Infrastructure Minister Catherine McKenna is preparing to hand out billions of dollars in budgeted – but largely unspent – infrastructure funds to stimulate the Canadian economy after current COVID-19 restrictions are lifted.

In a recent interview with The Globe and Mail, McKenna said she’s been reading former U.S. President Franklin Roosevelt’s New Deal, a plan for major infrastructure spending in response to the Great Depression in the 1930s.

She also said she’s reaching out to people who played key roles in responding to the 2008-09 economic crisis, including former Bank of Canada governor Mark Carney, former Conservative minister John Baird and former parliamentary budget officer Kevin Page.

“How do we get the money out the door this construction season? I think that’s going to be incredibly important,” McKenna said of future stimulus efforts, as the Globe reports.

McKenna told the Globe the scope of a future stimulus plan “will depend on the scale of the economic damage created by COVID-19, which is currently unknown.”
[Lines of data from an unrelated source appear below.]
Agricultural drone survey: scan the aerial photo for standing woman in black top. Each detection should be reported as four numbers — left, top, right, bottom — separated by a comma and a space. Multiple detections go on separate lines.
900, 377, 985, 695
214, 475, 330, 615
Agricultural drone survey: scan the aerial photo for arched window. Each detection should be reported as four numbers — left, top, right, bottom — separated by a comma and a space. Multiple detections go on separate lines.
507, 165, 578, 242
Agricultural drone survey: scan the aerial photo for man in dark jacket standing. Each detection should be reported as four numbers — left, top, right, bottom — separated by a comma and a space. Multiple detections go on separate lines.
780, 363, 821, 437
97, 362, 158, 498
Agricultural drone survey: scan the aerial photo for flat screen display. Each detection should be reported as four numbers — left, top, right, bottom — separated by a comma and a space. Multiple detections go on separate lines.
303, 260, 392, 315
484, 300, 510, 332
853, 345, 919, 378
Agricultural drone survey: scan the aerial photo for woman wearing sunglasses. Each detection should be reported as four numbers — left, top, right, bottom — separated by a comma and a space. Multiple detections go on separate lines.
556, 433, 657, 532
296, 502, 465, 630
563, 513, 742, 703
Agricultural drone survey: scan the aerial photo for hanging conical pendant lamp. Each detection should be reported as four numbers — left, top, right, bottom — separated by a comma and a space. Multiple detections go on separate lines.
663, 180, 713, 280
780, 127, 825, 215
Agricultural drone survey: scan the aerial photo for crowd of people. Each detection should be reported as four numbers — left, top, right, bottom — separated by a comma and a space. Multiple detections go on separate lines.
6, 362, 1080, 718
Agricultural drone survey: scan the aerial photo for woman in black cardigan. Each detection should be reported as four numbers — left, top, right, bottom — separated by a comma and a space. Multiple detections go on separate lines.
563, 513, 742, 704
The Liberal government came to power in 2015 on a platform that promised major increases to the federal infrastructure budget. Later labelled the “Investing In Canada” plan, the more than $180-billion program includes specific allotments to provinces and lays out priority areas such as public transit, green infrastructure, social infrastructure, including affordable housing, and trade and transportation.

An infrastructure spending plan to rebuild the economy after COVID-19  is much further along in New Zealand where a list of 10 infrastructure projects, including the Wellington Convention Centre, and the Omaroro Reservoir, have been submitted as “shovel-ready” projects to the government for immediate investment.

On 1 April, the government requested that councils submit such projects, which could be commenced as soon as the construction industry was back on its feet.

Wellington’s 10 projects include water, transport and building upgrades, which can be started immediately and “significant financial, social, cultural and environmental value, as well as help create jobs post-lockdown,” the mayor has said.

Canada’s former PBO Kevin Page said Ottawa will likely have to assume all or most of project construction costs, given that provinces will be especially hard hit financially by COVID-19.

“They’re pretty much going to be broke,” Page, now at University of Ottawa’s Institute of Fiscal Studies and Democracy, said in an interview with the Globe and Mail, adding that Ottawa will also need to contribute new money to infrastructure to stimulate the economy, given that the Bank of Canada has already lowered interest rates to near zero.

“There’s going to be an important role for the federal government and infrastructure will be a big part of it,” he said.

The government is expecting the Canada Infrastructure Bank to play a significant role in stimulating the economy. The Liberal government created the bank in 2017 with a $35-billion budget and a mandate to attract large institutional investors, such as pension funds, to invest in Canadian infrastructure projects.